Data generation and analysis was supported by funds from the NHGRI (the ENCODE
project), the
Burroughs Wellcome Fund, Massachusetts General Hospital and the Broad Institute.
The Duke uniqueness and Duke excluded regions tracks were created
by Terry Furey
and Debbie Winter at Duke Univerisity's
Institute for Genome Sciences & Policy (IGSP);
and Stefan Graf at the
European Bioinformatics Insitute (EBI).
We thank NHGRI for ENCODE funding support.
The Rosetta uniqueness track was created by John Castle,
at
Rosetta Inpharmatics (Merck),
with assistance from Melissa Cline at UCSC.
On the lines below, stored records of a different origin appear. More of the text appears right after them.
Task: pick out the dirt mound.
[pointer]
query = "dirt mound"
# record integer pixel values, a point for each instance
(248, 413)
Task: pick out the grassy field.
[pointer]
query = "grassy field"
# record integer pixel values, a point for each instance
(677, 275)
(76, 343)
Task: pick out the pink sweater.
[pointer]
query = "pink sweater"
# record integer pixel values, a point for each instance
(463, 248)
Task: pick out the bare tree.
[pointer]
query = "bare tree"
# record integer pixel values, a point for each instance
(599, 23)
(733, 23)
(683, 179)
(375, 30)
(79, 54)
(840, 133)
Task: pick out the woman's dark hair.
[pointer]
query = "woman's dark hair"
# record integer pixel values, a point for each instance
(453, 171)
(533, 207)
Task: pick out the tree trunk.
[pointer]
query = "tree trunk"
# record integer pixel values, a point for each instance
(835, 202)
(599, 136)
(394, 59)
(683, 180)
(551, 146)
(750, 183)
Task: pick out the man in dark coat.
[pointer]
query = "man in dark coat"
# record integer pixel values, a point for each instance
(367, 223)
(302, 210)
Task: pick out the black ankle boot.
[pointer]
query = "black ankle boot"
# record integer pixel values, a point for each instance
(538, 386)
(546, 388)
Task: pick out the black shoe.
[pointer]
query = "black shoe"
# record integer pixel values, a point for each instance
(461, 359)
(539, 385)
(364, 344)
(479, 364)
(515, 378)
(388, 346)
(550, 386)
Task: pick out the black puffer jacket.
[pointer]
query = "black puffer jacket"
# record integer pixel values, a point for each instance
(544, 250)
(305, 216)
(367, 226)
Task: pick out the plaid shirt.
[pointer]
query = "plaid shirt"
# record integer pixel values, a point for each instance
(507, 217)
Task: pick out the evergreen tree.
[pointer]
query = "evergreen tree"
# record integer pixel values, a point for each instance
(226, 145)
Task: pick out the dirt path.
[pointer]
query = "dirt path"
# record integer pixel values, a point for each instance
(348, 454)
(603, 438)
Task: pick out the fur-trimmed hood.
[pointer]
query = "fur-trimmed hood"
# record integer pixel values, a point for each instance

The UMass uniqueness track was created by Bryan Lajoie
in Job Dekker's Lab
at the University of Massachusetts Medical School. Funding Support: NIH grant
HG003143 to JD. Keck Distinguished Young Scholar Award to JD. This track was
generated as part of the ENCODE project funded by the NHGRI.
The CRG Alignability track was created by Thomas Derrien and Paolo
Ribeca
in Roderic Guigo's lab at the Centre for Genomic
Regulation (CRG), Barcelona, Spain. Thomas Derrien was supported by funds from NHGRI for
the ENCODE project, while Paolo Ribeca was funded by a Consolider grant CDS2007-00050
from the Spanish Ministerio de Educación y Ciencia.
References
Derrien T, Estelle J, Marco Sola S, Knowles DG, Raineri E, Guigo R, Ribeca P.
Fast computation and applications of genome mappability.
PLoS One. 2012;7(1):e30377.
Data Release Policy
Data users may freely use all data in this track. ENCODE labs that
contributed annotations have exempted the data displayed here from the
ENCODE data release policy restrictions.